Köln – Dass der Stadtrat drei neue Beigeordnete an einem Tag wählt, kommt nicht gerade häufig vor. Am Donnerstag war es soweit: Um 14.37 Uhr wurde Ascan Egerer (52), Technischer Geschäftsführer der Verkehrsbetriebe Karlsruhe, mit breiter Mehrheit zum neuen Verkehrsdezernenten berufen. Per Handheben, wie üblich. Nur die FDP stimmte mit Nein, Linke und AfD enthielten sich. „Ja, ich nehme die Wahl sehr gerne an und bedanke mich ganz herzlich für Ihr Vertrauen. Ich freue mich auf die Zusammenarbeit“, sagte Egerer nach seiner Wahl im großen Saal des Gürzenichs.
Dann wurde es kompliziert. Für die beiden neu geschaffenen Dezernate beantragte die AfD geheime Abstimmung. Die Verwaltung war vorbereitet, sie ließ die 89 anwesenden Ratsmitglieder und Oberbürgermeisterin Henriette Reker in einem Nebensaal einzeln schriftlich abstimmen. Eine Stunde später verkündete die OB die Ergebnisse.

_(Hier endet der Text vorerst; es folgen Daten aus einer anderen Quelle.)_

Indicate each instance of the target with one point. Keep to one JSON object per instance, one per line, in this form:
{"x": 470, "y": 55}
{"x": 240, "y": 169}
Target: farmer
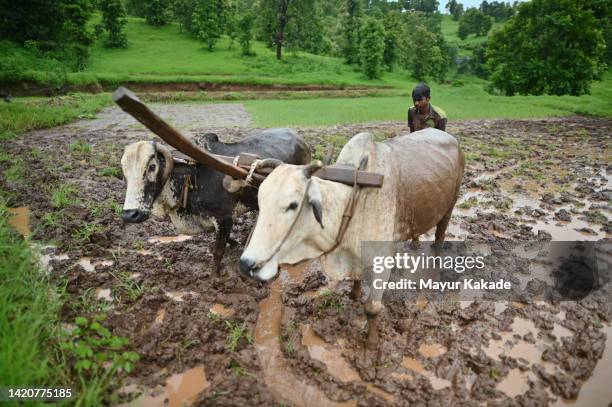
{"x": 423, "y": 114}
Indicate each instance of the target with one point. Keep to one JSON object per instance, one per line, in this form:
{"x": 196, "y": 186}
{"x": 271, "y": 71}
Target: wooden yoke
{"x": 130, "y": 103}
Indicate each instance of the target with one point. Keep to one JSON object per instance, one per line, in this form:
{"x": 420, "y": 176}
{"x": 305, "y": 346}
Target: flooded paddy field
{"x": 299, "y": 340}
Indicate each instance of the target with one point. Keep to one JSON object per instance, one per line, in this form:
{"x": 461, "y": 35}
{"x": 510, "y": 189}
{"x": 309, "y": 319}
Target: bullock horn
{"x": 312, "y": 168}
{"x": 169, "y": 164}
{"x": 269, "y": 163}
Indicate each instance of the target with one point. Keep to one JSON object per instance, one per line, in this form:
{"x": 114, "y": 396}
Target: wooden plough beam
{"x": 132, "y": 105}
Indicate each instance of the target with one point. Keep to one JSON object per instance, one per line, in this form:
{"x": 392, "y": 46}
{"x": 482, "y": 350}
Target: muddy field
{"x": 299, "y": 340}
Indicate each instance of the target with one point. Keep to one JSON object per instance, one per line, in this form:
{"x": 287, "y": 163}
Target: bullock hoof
{"x": 372, "y": 340}
{"x": 355, "y": 294}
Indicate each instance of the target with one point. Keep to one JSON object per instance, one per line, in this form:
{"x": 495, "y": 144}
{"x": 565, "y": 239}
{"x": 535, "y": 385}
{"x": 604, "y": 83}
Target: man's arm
{"x": 410, "y": 120}
{"x": 441, "y": 124}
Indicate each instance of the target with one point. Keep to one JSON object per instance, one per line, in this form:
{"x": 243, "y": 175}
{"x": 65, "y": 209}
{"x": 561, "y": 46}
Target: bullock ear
{"x": 314, "y": 199}
{"x": 312, "y": 168}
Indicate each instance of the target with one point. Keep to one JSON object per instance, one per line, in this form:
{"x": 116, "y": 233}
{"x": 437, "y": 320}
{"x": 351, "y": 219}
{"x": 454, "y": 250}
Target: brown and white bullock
{"x": 194, "y": 196}
{"x": 300, "y": 215}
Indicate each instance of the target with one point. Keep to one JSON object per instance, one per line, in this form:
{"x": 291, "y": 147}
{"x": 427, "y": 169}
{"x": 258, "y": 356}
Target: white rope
{"x": 249, "y": 178}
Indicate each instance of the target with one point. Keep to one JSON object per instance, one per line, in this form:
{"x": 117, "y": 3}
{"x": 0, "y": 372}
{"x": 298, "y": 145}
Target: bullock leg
{"x": 441, "y": 232}
{"x": 356, "y": 291}
{"x": 372, "y": 309}
{"x": 223, "y": 231}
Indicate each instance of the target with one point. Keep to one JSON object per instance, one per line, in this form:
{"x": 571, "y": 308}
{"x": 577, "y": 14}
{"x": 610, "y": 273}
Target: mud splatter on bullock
{"x": 300, "y": 216}
{"x": 156, "y": 183}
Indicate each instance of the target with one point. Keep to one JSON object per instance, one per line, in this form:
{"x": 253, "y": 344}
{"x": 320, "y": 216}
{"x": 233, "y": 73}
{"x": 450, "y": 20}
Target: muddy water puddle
{"x": 179, "y": 296}
{"x": 90, "y": 266}
{"x": 277, "y": 374}
{"x": 104, "y": 294}
{"x": 180, "y": 390}
{"x": 222, "y": 311}
{"x": 168, "y": 239}
{"x": 596, "y": 390}
{"x": 19, "y": 219}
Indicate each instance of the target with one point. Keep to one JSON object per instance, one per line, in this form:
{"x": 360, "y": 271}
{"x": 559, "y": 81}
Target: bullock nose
{"x": 247, "y": 266}
{"x": 134, "y": 216}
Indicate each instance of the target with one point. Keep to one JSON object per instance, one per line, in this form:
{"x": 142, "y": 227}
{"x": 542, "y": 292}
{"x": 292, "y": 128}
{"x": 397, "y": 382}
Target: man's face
{"x": 421, "y": 104}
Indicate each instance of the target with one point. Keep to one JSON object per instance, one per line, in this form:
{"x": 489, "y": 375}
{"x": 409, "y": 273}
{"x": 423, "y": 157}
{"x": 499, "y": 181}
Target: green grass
{"x": 466, "y": 102}
{"x": 26, "y": 114}
{"x": 28, "y": 315}
{"x": 63, "y": 196}
{"x": 164, "y": 55}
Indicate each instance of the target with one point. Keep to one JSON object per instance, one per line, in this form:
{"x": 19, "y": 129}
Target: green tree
{"x": 425, "y": 6}
{"x": 245, "y": 32}
{"x": 372, "y": 47}
{"x": 135, "y": 8}
{"x": 157, "y": 12}
{"x": 182, "y": 12}
{"x": 455, "y": 9}
{"x": 474, "y": 21}
{"x": 549, "y": 47}
{"x": 288, "y": 23}
{"x": 58, "y": 26}
{"x": 75, "y": 37}
{"x": 431, "y": 61}
{"x": 392, "y": 25}
{"x": 352, "y": 31}
{"x": 209, "y": 21}
{"x": 305, "y": 30}
{"x": 113, "y": 18}
{"x": 499, "y": 10}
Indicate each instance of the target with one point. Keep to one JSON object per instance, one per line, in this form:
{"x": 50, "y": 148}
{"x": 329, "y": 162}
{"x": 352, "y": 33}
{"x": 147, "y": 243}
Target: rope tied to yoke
{"x": 344, "y": 224}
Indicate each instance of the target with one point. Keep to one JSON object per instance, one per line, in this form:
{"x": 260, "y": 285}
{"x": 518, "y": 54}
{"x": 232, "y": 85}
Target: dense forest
{"x": 539, "y": 47}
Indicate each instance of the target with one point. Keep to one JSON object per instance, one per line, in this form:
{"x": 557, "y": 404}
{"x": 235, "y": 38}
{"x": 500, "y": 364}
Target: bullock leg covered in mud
{"x": 221, "y": 239}
{"x": 441, "y": 231}
{"x": 372, "y": 308}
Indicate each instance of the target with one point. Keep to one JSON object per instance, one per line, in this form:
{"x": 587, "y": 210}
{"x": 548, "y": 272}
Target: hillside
{"x": 449, "y": 31}
{"x": 165, "y": 54}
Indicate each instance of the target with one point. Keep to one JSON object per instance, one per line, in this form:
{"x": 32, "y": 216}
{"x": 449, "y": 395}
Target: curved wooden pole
{"x": 130, "y": 103}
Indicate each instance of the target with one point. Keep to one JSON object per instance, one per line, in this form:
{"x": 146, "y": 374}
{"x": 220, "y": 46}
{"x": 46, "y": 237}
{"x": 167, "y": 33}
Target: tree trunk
{"x": 283, "y": 18}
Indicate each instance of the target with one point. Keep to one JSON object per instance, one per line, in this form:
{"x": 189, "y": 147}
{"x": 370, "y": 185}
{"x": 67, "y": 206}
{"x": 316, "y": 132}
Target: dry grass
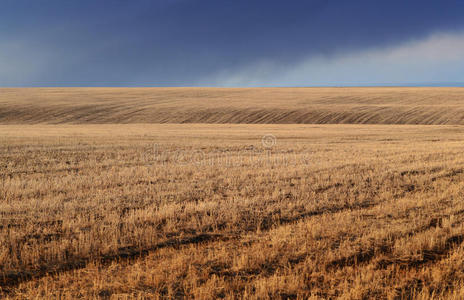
{"x": 253, "y": 105}
{"x": 348, "y": 211}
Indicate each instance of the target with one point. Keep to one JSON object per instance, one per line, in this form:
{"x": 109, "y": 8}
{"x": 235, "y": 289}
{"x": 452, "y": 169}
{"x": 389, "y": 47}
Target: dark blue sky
{"x": 230, "y": 43}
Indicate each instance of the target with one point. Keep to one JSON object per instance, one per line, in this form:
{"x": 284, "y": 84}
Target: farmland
{"x": 100, "y": 198}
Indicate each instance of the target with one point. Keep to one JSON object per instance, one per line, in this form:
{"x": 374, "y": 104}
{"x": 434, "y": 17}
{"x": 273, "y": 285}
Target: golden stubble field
{"x": 207, "y": 211}
{"x": 386, "y": 105}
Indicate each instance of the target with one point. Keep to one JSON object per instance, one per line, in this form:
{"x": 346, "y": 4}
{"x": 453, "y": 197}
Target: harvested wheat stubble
{"x": 350, "y": 211}
{"x": 233, "y": 105}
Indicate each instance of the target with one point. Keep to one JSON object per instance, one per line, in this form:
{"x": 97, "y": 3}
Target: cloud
{"x": 439, "y": 58}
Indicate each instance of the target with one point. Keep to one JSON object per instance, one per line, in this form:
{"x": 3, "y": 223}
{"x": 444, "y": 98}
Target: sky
{"x": 231, "y": 43}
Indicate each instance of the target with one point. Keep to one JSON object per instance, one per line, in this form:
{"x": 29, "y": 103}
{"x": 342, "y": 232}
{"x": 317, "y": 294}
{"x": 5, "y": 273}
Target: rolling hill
{"x": 387, "y": 105}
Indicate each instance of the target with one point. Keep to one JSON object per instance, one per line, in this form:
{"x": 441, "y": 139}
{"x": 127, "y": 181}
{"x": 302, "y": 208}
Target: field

Ihr Büroleiter William Wolfgramm (43) wird Dezernent für Umwelt, Klima und Liegenschaften. Er bekam 70 Ja- und 12 Nein-Stimmen bei 8 Enthaltungen.
39 Gegenstimmen für Kienitz
Weniger rund lief es für den Geschäftsführer der CDU-Fraktion, Niklas Kienitz (45). Bei der Wahl zum Beigeordneten für Stadtentwicklung, Wirtschaft, Digitalisierung und Regionale Zusammenarbeit erhielt er lediglich 50 Ja-Stimmen, 39 Ratsmitglieder votierten mit Nein. Das entspricht 56,2 Prozent Zustimmung – ein schwaches Ergebnis. Dass bei einer Beigeordnetenwahl überhaupt mit Nein gestimmt wird, ist eher selten, in der Regel enthalten sich die Parteien, die mit einem Bewerber nicht einverstanden sind.
Das Ratsbündnis aus Grünen, CDU und Volt verfügt gemeinsam mit der OB über 50 Stimmen im Rat. Da Kienitz bei seiner eigenen Wahl nicht mitstimmen durfte, waren es in diesem Fall 49 Stimmen. Demnach dürfte er eine Stimme aus dem Oppositionslager bekommen haben und ist dort ansonsten überall auf Ablehnung gestoßen. SPD-Fraktionschef Christian Joisten begründete das Nein seiner Fraktion mit Kienitz´ Rolle in der Stadtwerke-Affäre 2018. Die habe die CDU – anders als die SPD – nicht aufgearbeitet. Wie kürzlich bekannt wurde, hatte Kienitz 2018 eine gemeinsame Vereinbarung von SPD, CDU und Grünen unterschrieben, in der die Verteilung diverser Posten bei den Stadtwerken geregelt war. Teil des Deals war die am Ende gescheiterte Berufung von Martin Börschel (SPD) zum hauptamtlichen Geschäftsführer der Stadtwerke.
Joisten erklärte, bei der CDU sei man offensichtlich nicht bereit, aus der Affäre „entsprechende Konsequenzen zu ziehen“, deshalb lehne man Kienitz’ Wahl ab. „Wir bedauern sehr, dass diese für Köln so wichtige Position nun mit dieser Hypothek belastet ist.“ Die Linke fordert den Rücktritt von Kienitz und CDU-Fraktionschef Bernd Petelkau. Sein schwaches Abschneiden kommentierte Kienitz mit den Worten, er sei gewählt, jetzt beginne ein neuer Abschnitt. Wann die Neuen ihr Amt antreten, ist offen. Für die Nachfolge von Kulturdezernentin Susanne Laugwitz-Aulbach, deren Amtszeit im Agust endet, ist noch niemand gefunden. Angesichts von sechs Männern im Stadtvorstand müsste es nach den Zielen der Stadt eine Frau werden.